From: Jan Kara <jack@suse.cz>
To: Amir Goldstein <amir73il@gmail.com>
Cc: Josef Bacik <josef@toxicpanda.com>,
jack@suse.cz, kernel-team@fb.com, linux-fsdevel@vger.kernel.org,
brauner@kernel.org
Subject: Re: [PATCH 10/10] fsnotify: generate pre-content permission event on page fault
Date: Tue, 30 Jul 2024 14:18:37 +0200 [thread overview]
Message-ID: <20240730121837.fixxjcbbu7caxf2s@quack3> (raw)

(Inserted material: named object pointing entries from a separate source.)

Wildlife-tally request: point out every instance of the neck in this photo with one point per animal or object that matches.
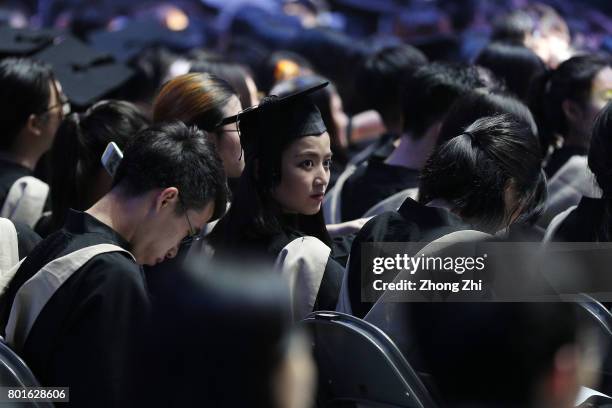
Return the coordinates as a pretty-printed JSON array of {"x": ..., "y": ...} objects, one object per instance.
[
  {"x": 576, "y": 138},
  {"x": 22, "y": 158},
  {"x": 121, "y": 214},
  {"x": 413, "y": 153}
]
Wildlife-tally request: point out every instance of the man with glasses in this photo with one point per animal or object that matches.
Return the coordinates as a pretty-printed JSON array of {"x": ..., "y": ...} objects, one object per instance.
[
  {"x": 32, "y": 106},
  {"x": 88, "y": 276}
]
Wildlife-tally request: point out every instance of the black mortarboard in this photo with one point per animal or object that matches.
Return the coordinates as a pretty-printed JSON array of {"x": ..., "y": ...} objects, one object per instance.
[
  {"x": 277, "y": 121},
  {"x": 22, "y": 42},
  {"x": 86, "y": 75}
]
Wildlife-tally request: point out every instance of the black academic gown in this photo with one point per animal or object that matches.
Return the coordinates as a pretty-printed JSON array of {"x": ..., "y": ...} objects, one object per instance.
[
  {"x": 412, "y": 222},
  {"x": 253, "y": 246},
  {"x": 560, "y": 157},
  {"x": 85, "y": 336}
]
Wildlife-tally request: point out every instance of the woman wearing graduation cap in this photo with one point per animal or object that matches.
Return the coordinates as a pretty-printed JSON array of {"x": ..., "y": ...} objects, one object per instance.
[{"x": 276, "y": 212}]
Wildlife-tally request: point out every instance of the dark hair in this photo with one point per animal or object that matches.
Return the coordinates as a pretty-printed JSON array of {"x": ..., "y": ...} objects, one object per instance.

In-Reply-To: <CAOQ4uxjjBiPkg9uxyW12Xd+GZ7t3aP1m9Ayzr8WzqryfqK1x3g@mail.gmail.com>
On Mon 29-07-24 21:57:34, Amir Goldstein wrote:
> On Mon, Jul 29, 2024 at 8:11 PM Josef Bacik <josef@toxicpanda.com> wrote:
> > > If I am reading correctly, iomap (i.e. xfs) write shared memory fault
> > > does not reach this code?
> > >
> > > Do we care about writable shared memory faults use case for HSM?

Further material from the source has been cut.